Proton-produced radionuclides for radiodiagnostic modalities in cancer studies

Abstract

With increasing rates of cancer cases globally, scientists and technologists have proposed cancer diagnosis using radioisotope-labelled chemical compounds. In this paper, using the TALYS 2017 codes we calculated excitation functions of several (p,n), (p,α), (p, 2n) and (p,3n) nuclear reactions.
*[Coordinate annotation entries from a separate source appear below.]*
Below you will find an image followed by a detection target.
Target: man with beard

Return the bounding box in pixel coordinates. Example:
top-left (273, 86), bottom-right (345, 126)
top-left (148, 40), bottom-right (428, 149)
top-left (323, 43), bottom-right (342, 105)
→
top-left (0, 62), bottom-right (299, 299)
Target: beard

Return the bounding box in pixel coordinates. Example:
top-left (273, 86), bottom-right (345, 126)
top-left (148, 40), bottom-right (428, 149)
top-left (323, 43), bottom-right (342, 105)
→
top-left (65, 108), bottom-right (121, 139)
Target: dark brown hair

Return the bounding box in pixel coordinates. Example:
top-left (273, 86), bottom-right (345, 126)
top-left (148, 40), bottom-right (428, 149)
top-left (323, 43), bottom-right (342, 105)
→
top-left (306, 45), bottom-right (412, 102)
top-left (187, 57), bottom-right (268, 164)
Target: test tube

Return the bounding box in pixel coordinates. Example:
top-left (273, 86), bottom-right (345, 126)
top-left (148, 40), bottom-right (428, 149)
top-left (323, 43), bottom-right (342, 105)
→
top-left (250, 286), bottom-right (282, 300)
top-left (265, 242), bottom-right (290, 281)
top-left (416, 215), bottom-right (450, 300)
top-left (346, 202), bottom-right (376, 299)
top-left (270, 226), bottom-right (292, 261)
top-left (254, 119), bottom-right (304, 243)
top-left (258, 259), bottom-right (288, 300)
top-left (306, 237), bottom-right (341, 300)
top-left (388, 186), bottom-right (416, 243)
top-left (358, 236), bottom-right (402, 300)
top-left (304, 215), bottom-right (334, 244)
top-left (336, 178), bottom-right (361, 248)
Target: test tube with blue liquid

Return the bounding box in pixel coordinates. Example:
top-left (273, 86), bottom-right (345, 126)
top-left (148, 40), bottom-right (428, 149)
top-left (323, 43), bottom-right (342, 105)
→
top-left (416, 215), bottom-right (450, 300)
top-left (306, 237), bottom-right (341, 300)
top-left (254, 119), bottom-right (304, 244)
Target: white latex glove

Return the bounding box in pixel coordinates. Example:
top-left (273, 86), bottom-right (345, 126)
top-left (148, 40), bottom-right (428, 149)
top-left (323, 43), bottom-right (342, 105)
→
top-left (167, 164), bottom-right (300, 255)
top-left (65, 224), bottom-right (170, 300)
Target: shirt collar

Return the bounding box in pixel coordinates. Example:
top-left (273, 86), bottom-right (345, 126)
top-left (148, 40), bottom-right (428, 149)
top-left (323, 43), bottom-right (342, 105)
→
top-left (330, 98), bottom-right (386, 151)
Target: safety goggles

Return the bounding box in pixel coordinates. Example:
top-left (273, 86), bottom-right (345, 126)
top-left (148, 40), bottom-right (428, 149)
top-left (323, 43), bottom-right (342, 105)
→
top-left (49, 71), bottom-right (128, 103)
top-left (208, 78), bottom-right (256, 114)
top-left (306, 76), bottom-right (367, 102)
The TALYS-calculated results indicated that a few radionuclides such as 18F, 11C, 64Cu, I24I could be produced at relatively low threshold energies ranging from as low as 2.7 MeV to 4 MeV, whereas other radionuclides such as 123I, 201Tl, 111In and 67Ga could only be generated with protons of over 10 MeV. While 18F, 15O, 64Cu and 124I radionuclides could be produced via (p,n) nuclear reactions, other radionuclides including 99mTc, 123I, 111In and 67Ga could be produced through (p,2n) nuclear reactions . In addition, (p,α) nuclear reaction was found to suit 11C and 13N radionuclide production, whereas (p,3n) fit 201Tl production. In general, most radionuclides used for Single Photon Computed Tomography (SPECT) modality requires higher proton incident energies compared to those for Positron Emission Tomography (PET) modality in nuclear medicine.